Car Win32 est bel et bien un boulet. Microsoft veut s’en débarrasser depuis longtemps, mais est dans l’incapacité de le faire. En tout cas de manière radicale. Aujourd’hui, UWP contient une bonne partie de ce que sait faire Win32, mais l’inertie est pesante et Microsoft ne propose pas encore assez d’attraits. Le grand idéal « Codez une fois, exécutez partout » a encore du mal à se concrétiser. L’idée n’a cependant jamais été abandonnée chez l’éditeur.
L'agilité face aux form factors
Microsoft a un autre problème : l’agilité face aux différentes catégories de produits. L’éditeur avait beau dire que Windows 10 s’exécutait partout – ordinateurs, tablettes, téléphones, console, casque de réalité mixte, Surface Hub… – la réalité était loin d’être aussi simple. Il n’était ainsi pas possible de prendre simplement une application sur un appareil et de la transplanter sur un autre. Pas sans une grosse adaptation ergonomique au minimum. On a d’ailleurs pu le voir avec Modern UI puis UWP, de nombreux développeurs ne savaient pas vraiment comment bâtir leurs interfaces, créant un ensemble très disparate.
D’ailleurs, l’éditeur de Redmond ne donnait pas le bon exemple. Des éléments communs comme le menu Démarrer ou le centre d’Action n’étaient pas présentés et utilisés de la même façon sur un appareil ou un autre. N’en déplaise à ses rêves d’universalité, il était obligatoire de réfléchir soigneusement, pour chaque plateforme, à la manière dont le contenu allait s’afficher.

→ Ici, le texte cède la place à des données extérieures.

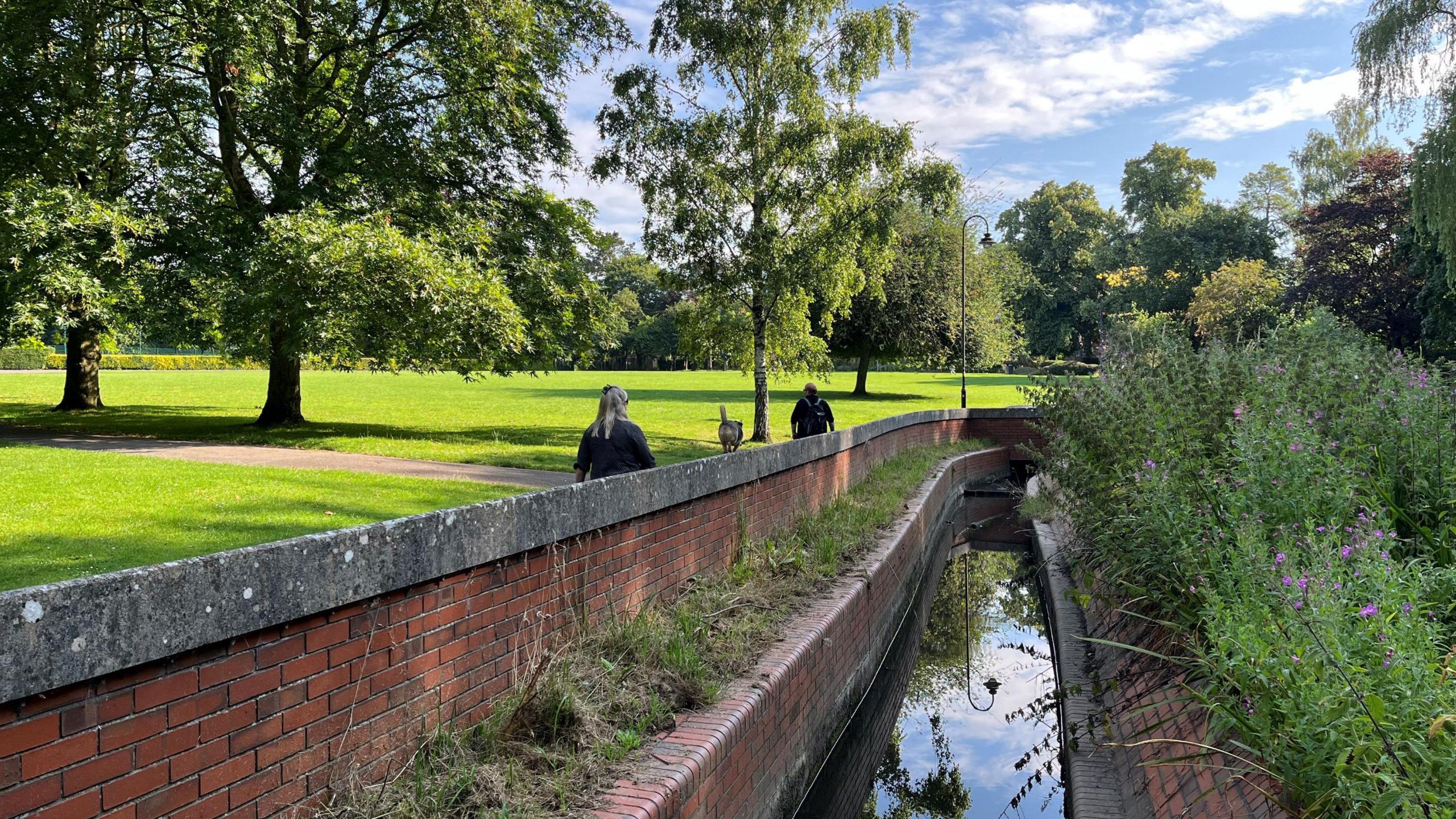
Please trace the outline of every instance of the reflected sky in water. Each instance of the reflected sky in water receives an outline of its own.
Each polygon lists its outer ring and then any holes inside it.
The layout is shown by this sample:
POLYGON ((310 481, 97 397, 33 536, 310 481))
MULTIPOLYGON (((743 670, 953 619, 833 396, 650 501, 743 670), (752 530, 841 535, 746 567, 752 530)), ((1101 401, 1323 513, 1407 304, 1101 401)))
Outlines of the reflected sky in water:
POLYGON ((863 816, 1061 815, 1044 622, 1024 555, 971 551, 946 561, 863 816), (967 603, 971 698, 986 707, 986 678, 1002 683, 989 713, 967 698, 967 603))

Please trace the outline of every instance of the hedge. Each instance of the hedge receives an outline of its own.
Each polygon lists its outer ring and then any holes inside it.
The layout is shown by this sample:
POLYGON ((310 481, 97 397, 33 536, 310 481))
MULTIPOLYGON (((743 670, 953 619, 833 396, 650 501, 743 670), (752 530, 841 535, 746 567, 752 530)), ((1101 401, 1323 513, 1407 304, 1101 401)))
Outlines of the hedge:
MULTIPOLYGON (((45 350, 28 347, 0 348, 0 370, 39 370, 45 367, 45 350)), ((63 361, 64 367, 66 363, 63 361)))
MULTIPOLYGON (((45 369, 64 370, 66 356, 52 353, 45 357, 45 369)), ((246 358, 223 356, 128 356, 103 354, 103 370, 264 370, 264 364, 246 358)))
MULTIPOLYGON (((47 370, 64 370, 66 356, 58 353, 45 354, 44 350, 39 351, 44 358, 47 370)), ((3 361, 4 358, 0 358, 3 361)), ((355 369, 367 370, 370 366, 368 358, 361 358, 354 361, 351 367, 339 366, 335 360, 325 360, 317 357, 310 357, 303 360, 304 370, 339 370, 339 369, 355 369)), ((0 369, 39 369, 41 364, 32 367, 4 367, 0 369)), ((103 370, 266 370, 268 364, 262 361, 253 361, 250 358, 229 358, 226 356, 134 356, 127 353, 105 353, 100 357, 100 369, 103 370)))

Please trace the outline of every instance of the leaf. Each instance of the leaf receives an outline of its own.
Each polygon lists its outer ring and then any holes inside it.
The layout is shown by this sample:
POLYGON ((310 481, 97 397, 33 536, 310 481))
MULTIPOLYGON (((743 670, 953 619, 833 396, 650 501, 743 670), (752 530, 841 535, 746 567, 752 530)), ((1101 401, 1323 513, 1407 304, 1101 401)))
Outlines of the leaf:
POLYGON ((1377 695, 1366 694, 1366 710, 1370 711, 1374 721, 1385 720, 1385 700, 1380 700, 1377 695))
POLYGON ((1405 802, 1405 791, 1388 790, 1382 793, 1379 797, 1376 797, 1374 804, 1370 807, 1370 812, 1376 815, 1376 819, 1379 819, 1380 816, 1389 816, 1390 812, 1399 807, 1401 803, 1404 802, 1405 802))
POLYGON ((1456 714, 1441 714, 1440 717, 1431 720, 1431 730, 1425 734, 1425 739, 1434 739, 1436 734, 1447 726, 1456 730, 1456 721, 1453 720, 1456 720, 1456 714))

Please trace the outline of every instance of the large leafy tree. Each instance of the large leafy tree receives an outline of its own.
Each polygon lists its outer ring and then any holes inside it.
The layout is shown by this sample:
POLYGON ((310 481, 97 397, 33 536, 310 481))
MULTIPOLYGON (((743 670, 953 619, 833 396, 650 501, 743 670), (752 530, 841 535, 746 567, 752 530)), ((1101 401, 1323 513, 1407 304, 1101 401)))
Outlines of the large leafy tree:
POLYGON ((1303 277, 1291 296, 1319 302, 1393 347, 1411 347, 1421 335, 1409 162, 1392 149, 1364 154, 1344 192, 1294 222, 1303 277))
POLYGON ((1203 201, 1203 184, 1217 173, 1211 159, 1188 154, 1188 149, 1153 143, 1143 156, 1123 165, 1123 210, 1147 222, 1159 208, 1185 208, 1203 201))
POLYGON ((1239 181, 1239 204, 1261 217, 1270 233, 1283 230, 1297 195, 1294 173, 1275 162, 1265 162, 1239 181))
POLYGON ((135 68, 140 20, 105 0, 0 13, 0 342, 67 332, 58 410, 102 405, 102 342, 146 307, 137 242, 153 223, 131 200, 159 111, 135 68))
MULTIPOLYGON (((149 7, 146 19, 146 71, 189 162, 191 220, 175 233, 205 239, 179 255, 224 280, 218 291, 248 296, 224 305, 220 329, 232 350, 268 358, 261 424, 303 418, 309 354, 505 369, 549 357, 562 335, 571 347, 590 342, 603 310, 577 251, 588 214, 533 181, 571 157, 565 80, 625 36, 606 3, 183 0, 149 7), (300 213, 310 216, 272 223, 300 213), (357 220, 389 226, 384 245, 395 230, 422 242, 411 252, 448 273, 342 271, 296 302, 310 268, 269 243, 331 246, 357 220), (454 299, 498 281, 527 331, 472 360, 489 351, 469 335, 479 303, 454 299), (430 322, 435 335, 425 338, 411 321, 421 310, 460 321, 430 322), (396 357, 402 350, 430 354, 396 357)), ((502 326, 488 338, 514 334, 502 326)))
POLYGON ((1142 226, 1133 256, 1149 271, 1137 306, 1182 313, 1213 271, 1242 259, 1274 264, 1278 242, 1261 216, 1219 203, 1159 210, 1142 226))
POLYGON ((855 395, 868 395, 875 358, 930 361, 949 344, 955 309, 949 277, 960 270, 960 223, 906 207, 895 214, 895 233, 894 261, 879 286, 855 294, 828 338, 834 354, 859 358, 855 395))
MULTIPOLYGON (((598 178, 642 192, 642 242, 678 283, 747 312, 753 440, 770 440, 770 334, 833 318, 894 252, 893 204, 949 198, 960 175, 917 163, 910 125, 856 111, 860 87, 906 54, 914 15, 844 0, 667 0, 651 55, 616 74, 597 124, 598 178)), ((795 347, 795 345, 789 345, 795 347)))
POLYGON ((1118 216, 1098 203, 1091 185, 1051 181, 1002 211, 996 224, 1031 271, 1016 305, 1029 351, 1088 353, 1096 338, 1098 273, 1121 226, 1118 216))
POLYGON ((1338 195, 1356 173, 1366 152, 1383 147, 1374 112, 1364 102, 1342 96, 1329 112, 1332 131, 1310 128, 1305 144, 1289 157, 1299 171, 1300 204, 1319 204, 1338 195))
POLYGON ((1456 10, 1434 0, 1376 0, 1356 26, 1356 67, 1366 98, 1409 115, 1425 106, 1411 166, 1411 207, 1436 238, 1456 287, 1456 10))
POLYGON ((1192 291, 1188 322, 1203 338, 1254 338, 1278 319, 1284 284, 1258 259, 1230 262, 1192 291))

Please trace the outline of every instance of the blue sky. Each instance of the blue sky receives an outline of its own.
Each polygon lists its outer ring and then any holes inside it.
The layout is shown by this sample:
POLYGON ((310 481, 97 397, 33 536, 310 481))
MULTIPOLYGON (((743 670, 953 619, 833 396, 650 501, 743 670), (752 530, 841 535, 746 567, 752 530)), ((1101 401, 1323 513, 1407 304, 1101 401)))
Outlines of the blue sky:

En outre, le changement était survenu brutalement, et une question revenait souvent : pourquoi changer les habitudes s’il faut tout réapprendre, pour un bénéfice incertain ? Windows 10 Mobile a depuis disparu, ne laissant essentiellement que l’argument ordinateurs/tablettes… où Win32 fonctionne aussi. Reste le développement des jeux sur Xbox, reposant en bonne partie sur des technologies de Windows 10 et facilitant leur arrivée sur PC.
Il fallait donc une solution pour désenclaver tout ce petit monde et créer un courant porteur uniforme à travers toutes les catégories de produits visées. Car Microsoft n'en démord pas. Plutôt qu'une approche façon Apple avec des systèmes d'exploitation spécifiques et un nombre croissant de briques communes, l'éditeur de Redmond veut un système d'exploitation complet commun. Sa réponse : Core OS, que nous aborderons dans la seconde partie de notre dossier.